Circuit Optimization

• Start with high-level built-in transformers

• Chain multiple optimizations in sequence

• Track depth and gate count reduction

• Validate correctness after transformation

Noise Modeling

• Use realistic noise models from calibration data

• Include all error sources (gate, decoherence, readout)

• Characterize before mitigating

• Keep circuits shallow to minimize noise accumulation

Experiments

• Structure experiments with clear separation (data generation, collection, analysis)

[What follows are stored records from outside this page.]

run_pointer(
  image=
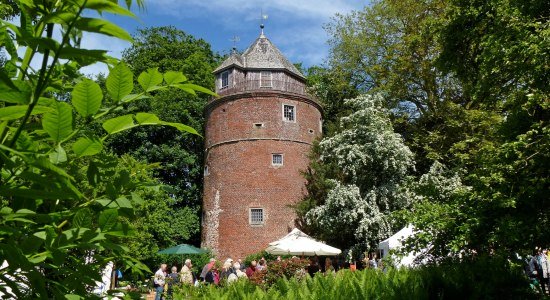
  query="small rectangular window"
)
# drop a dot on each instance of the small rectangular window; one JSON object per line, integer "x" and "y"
{"x": 225, "y": 79}
{"x": 265, "y": 79}
{"x": 256, "y": 216}
{"x": 277, "y": 159}
{"x": 289, "y": 113}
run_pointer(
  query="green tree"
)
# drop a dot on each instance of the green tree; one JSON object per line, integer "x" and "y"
{"x": 392, "y": 47}
{"x": 180, "y": 155}
{"x": 499, "y": 51}
{"x": 369, "y": 164}
{"x": 56, "y": 234}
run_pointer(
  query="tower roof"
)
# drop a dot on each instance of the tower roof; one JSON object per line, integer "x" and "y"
{"x": 261, "y": 55}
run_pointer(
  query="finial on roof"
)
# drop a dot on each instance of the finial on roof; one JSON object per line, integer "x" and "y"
{"x": 235, "y": 39}
{"x": 262, "y": 17}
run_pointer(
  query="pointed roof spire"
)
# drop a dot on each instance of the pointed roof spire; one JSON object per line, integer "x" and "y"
{"x": 262, "y": 18}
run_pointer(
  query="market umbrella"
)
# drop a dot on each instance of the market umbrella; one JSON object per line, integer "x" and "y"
{"x": 182, "y": 249}
{"x": 299, "y": 243}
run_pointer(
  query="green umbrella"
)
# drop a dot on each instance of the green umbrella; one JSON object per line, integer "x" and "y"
{"x": 182, "y": 249}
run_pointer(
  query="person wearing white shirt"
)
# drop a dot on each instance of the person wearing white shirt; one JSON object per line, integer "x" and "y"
{"x": 159, "y": 280}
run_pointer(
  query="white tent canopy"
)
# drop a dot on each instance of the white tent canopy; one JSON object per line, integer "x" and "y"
{"x": 299, "y": 243}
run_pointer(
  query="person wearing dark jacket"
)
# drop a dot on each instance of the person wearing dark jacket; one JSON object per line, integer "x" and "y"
{"x": 251, "y": 269}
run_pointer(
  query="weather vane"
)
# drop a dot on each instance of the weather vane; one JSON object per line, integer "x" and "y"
{"x": 235, "y": 39}
{"x": 262, "y": 18}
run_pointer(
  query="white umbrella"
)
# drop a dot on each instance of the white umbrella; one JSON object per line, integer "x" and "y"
{"x": 299, "y": 243}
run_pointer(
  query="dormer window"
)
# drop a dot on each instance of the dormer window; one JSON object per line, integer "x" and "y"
{"x": 265, "y": 79}
{"x": 225, "y": 79}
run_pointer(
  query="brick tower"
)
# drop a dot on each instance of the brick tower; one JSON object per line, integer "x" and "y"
{"x": 258, "y": 135}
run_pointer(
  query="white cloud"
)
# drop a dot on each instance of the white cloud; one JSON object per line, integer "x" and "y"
{"x": 294, "y": 26}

• Use ReCirq patterns for reproducibility

• Save intermediate results frequently

• Parallelize independent tasks

• Document thoroughly with metadata

Additional Resources

• Official Documentation: https://quantumai.google/cirq

• API Reference: https://quantumai.google/reference/python/cirq

• Tutorials: https://quantumai.google/cirq/tutorials

• Examples: https://github.com/quantumlib/Cirq/tree/master/examples

• ReCirq: https://github.com/quantumlib/ReCirq

Common Issues

Circuit too deep for hardware:

• Use circuit optimization transformers to reduce depth

• See transformation.md for optimization techniques

Memory issues with simulation:

• Switch from density matrix to state vector simulator

• Reduce number of qubits or use stabilizer simulator for Clifford circuits

Device validation errors:

• Check qubit connectivity with device.metadata.nx_graph

• Decompose gates to device-native gateset

• See hardware.md for device-specific compilation

Noisy simulation too slow:

• Density matrix simulation is O(2^2n) - consider reducing qubits

• Use noise models selectively on critical operations only

• See simulation.md for performance optimization